I’m sorry to say I kicked him, rather hard, on the shoulder. “You could control Kotkel,” I said, “and my dad. Tell me how it’s done, or I’ll kick your head in.”
“I don’t know,” he said. “That information is restricted. It’s not my job to handle assets directly.”
“But you can find out.”
He shook his head. “It’s not something I need to know. If I ask, they won’t tell me.”
“You need to know it, trust me,” I said. “In order to stay alive.”
“I don’t think that would constitute a good reason, as far as my superiors are concerned.”
The more he spoke, the more I wanted to hurt him. “Fine,” I said. “So take me to whoever controls the walkers, and I can beat it out of him. Come on. Now.”
He made an enormous effort and stood up. “I can’t do that,” he said. “You’ll just have to kill me. I’m prepared for that. We all are.”
Kotkel, I recalled, had punched a hole in a wall.
But my hands weren’t as robust as his, and I had work I needed them to do.
“I can’t do any good if I’m in a prison cell on a murder charge,” I said.
“That’s the only reason you’re still alive.
Later, when I’m free of my obligations, I’m going to find you and rip you apart. Got that?”
He shrugged. “You must do as you see fit,” he said. “It’s the sort of thing I’d expect from someone like you, a savage, from the Mesoge.”
“You think this is me being savage? Trust me, you ain’t seen nothing yet.”
That made him grin – painfully, as though he didn’t want to but couldn’t help it. “What?” I shouted at him. “What’s the joke?”
The grin spread, like plague. “You’ll see.”
That made me turn cold inside. “The hell with you,” I said. “You’re not the angels, or the devil. You can’t do magic and you can’t see into the future. Either you’re a fraud or you’re really, really gullible. At any rate, it’s all dogshit and I don’t believe in any of it.”
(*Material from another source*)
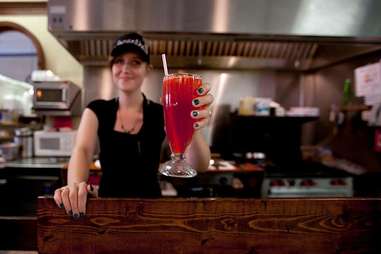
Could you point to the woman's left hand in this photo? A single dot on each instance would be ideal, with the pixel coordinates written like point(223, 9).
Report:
point(202, 112)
“No,” he said, with a hint of mild surprise in his voice, “I don’t think you do, which is really quite remarkable, in context.
Actually, you’re just as much a true believer as the rest of us, except in a negative rather than a positive sense.
Anyway, it’s something we’ve got in common: the blessed integrity of the closed mind.
I suppose it’s like courage or determination, one of those things that can just as easily be vices as virtues, all depending on which side you’re on.
Which means, I guess, that sides are the only things that matter, and everything else is just spin.
Also,” he added, gently removing my hands from his neck, “you’re a bloody fool.
Whether that makes it better or worse I really couldn’t say.
Nor do I care.” He stood up. “I suggest you think about what’s happened – really think – and then perhaps you’ll realise what a truly stupid thing you’ve done.
By then it’ll be far too late, of course, but I should like to think of you suffering. ”
He started to walk away, then turned back. “The librarian,” he said, “has a friend who knows classical Aelian. I’d ask him, if I were you.”
“Ask him what?” I said, but he’d disappeared round the corner into the lodge.
“Go away,” she said.
“We need to talk about this,” I said. “Look, I can understand how you feel, but the implications—”
She threw a chair at me. I got my head out of the way, but it caught me on the shoulder and hurt like hell. “Get out,” she said. “This is all your fault. I ought to kill you.”
Fine. No use trying to point out that she was in my room, so properly speaking she was the one who should leave. I backed out into the corridor and shut the door behind me.